Many of our pets suffer from food allergies, food insensitivities, or food intolerance. Signs of these conditions can range from an immediate reaction like hives or difficulty breathing to delayed reactions, such as chronic gastrointestinal problems (irritable bowel, excess gas), itchiness, and chronic skin, ear, and foot infections. Recognizing that these conditions are related to your pet’s diet, identifying the food(s) to which your pet is reacting, and eliminating the offending food can be challenging, but help is available!
Food allergies and food sensitivities (or intolerance) are two very different things, with sensitivities being far more common. In fact, it is actually uncommon for pets to exhibit true food allergies. Symptoms of food allergy appear almost immediately after the offending food is eaten. An example is peanut allergy, in which individuals allergic to peanuts experience an immediate reaction, which may range from rashes, hives, swollen eyes or lips, to a more serious reaction, such as difficulty breathing and reduced blood pressure (anaphylactic shock). Allergic reactions are associated with elevations in specific body proteins or immunoglobulins (Ig), called IgE and IgG.

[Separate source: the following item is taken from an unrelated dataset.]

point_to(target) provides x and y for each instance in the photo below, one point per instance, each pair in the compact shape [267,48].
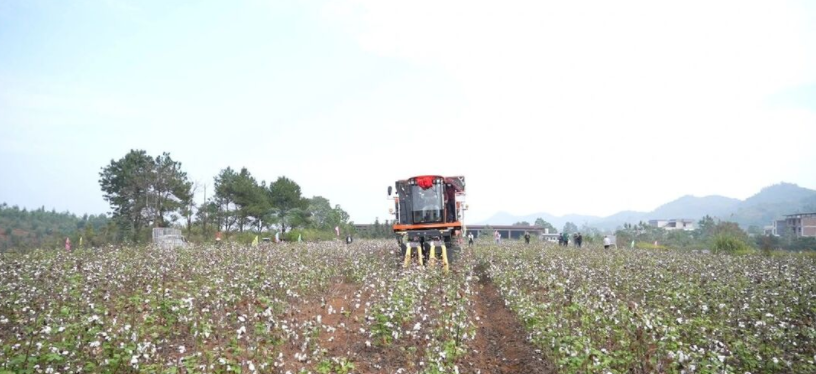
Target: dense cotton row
[668,311]
[335,308]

In contrast, food sensitivity often results in chronic conditions, most often affecting the skin and gastrointestinal tract. Food sensitivity may not be evident the first time the offending food is eaten. It may take months or years before it is seen. Food sensitivity reactions are associated with elevations in IgA and IgM.
The difference in the immunoglobulins affected can be used to differentiate between food allergy and food sensitivity and to identify the specific food to which the pet is reacting.
Dr. Jean Dodds has developed a method, called NutriScan, to identify food allergies and sensitivities in dogs and cats (available at http://www.nutriscan.org/). NutriScan tests the 24 most commonly ingested foods in cats and dogs using saliva. Foods tested are: beef, corn, wheat, soy, cow’s milk, lamb, venison/deer, chicken, turkey, white fish, pork, duck, chicken eggs, barley, millet, oatmeal, salmon, rabbit, rice, quinoa, potato, peanut/peanut butter, sweet potato, and lentil.
Dr. Dodds suggests that NutriScan testing be done at puberty or older, however dogs with clinical symptoms suggestive of food sensitivity may be tested as young as 6 months. Dr. Dodds and her team review the results of the Nutriscan test and recommend which food(s), if any, your dog should avoid. Following elimination of the offending food, improvement can take from days to several weeks, as each case is individual. Ideally, dogs with suspected or established food sensitivities should be retested every 12 to 24 months to make sure new sensitivities have not developed.
While it may seem simple, eliminating the food to which your dog is sensitive can actually be quite challenging. I’ll use chicken as an example, but the following applies to any protein. Your chicken-sensitive pet may react not only to eating chicken but to eating another protein source that was fed chicken prior to being made into pet food. In fact, many commercial dog foods formulated to be fed to dogs with food intolerance have been found to contain proteins that are not listed on the label. In a study evaluating the content of 12 canine limited-ingredient dog foods, ten contained at least one protein from sources not listed on the label! (Source, Ricci et al. Identification of undeclared sources of animal origin in canine dry foods used in dietary elimination trials. J An Physiol An Nutr. 2013;97 (suppl 1):32-28.) Numerous other studies also document discrepancies between the labeled content and actual content of dog and cat food (for more information see: http://goo.gl/elLwhh). This means that a dog or cat food that does not list chicken on the label may actually contain chicken! It is no surprise then that chicken sensitive pets fed this food would continue to demonstrate signs of sensitivity!
This can make managing dogs with food sensitivities challenging, as it can be nearly impossible to be certain you are eliminating the offending food. For that reason, we suggest that dogs who do not respond to a commercial elimination diet (i.e., a commercial diet whose label does not list the food to which there is sensitivity) be fed a homemade diet consisting of a novel protein so that the content can be better controlled.
We have one final important point to share. It is not uncommon for me to hear someone say their pet is ‘allergic to poultry.’ Interestingly, using NutriScan testing, Dr. Dodds has shown that pets sensitive to one type of poultry are not necessarily sensitive to all types of poultry. So, for example, if your dog is sensitive to chicken, he or she may not be sensitive to duck. Therefore, it may not be wise to make assumptions about classes of foods to which your pet is sensitive, but instead to test to confirm specific foods that should be avoided.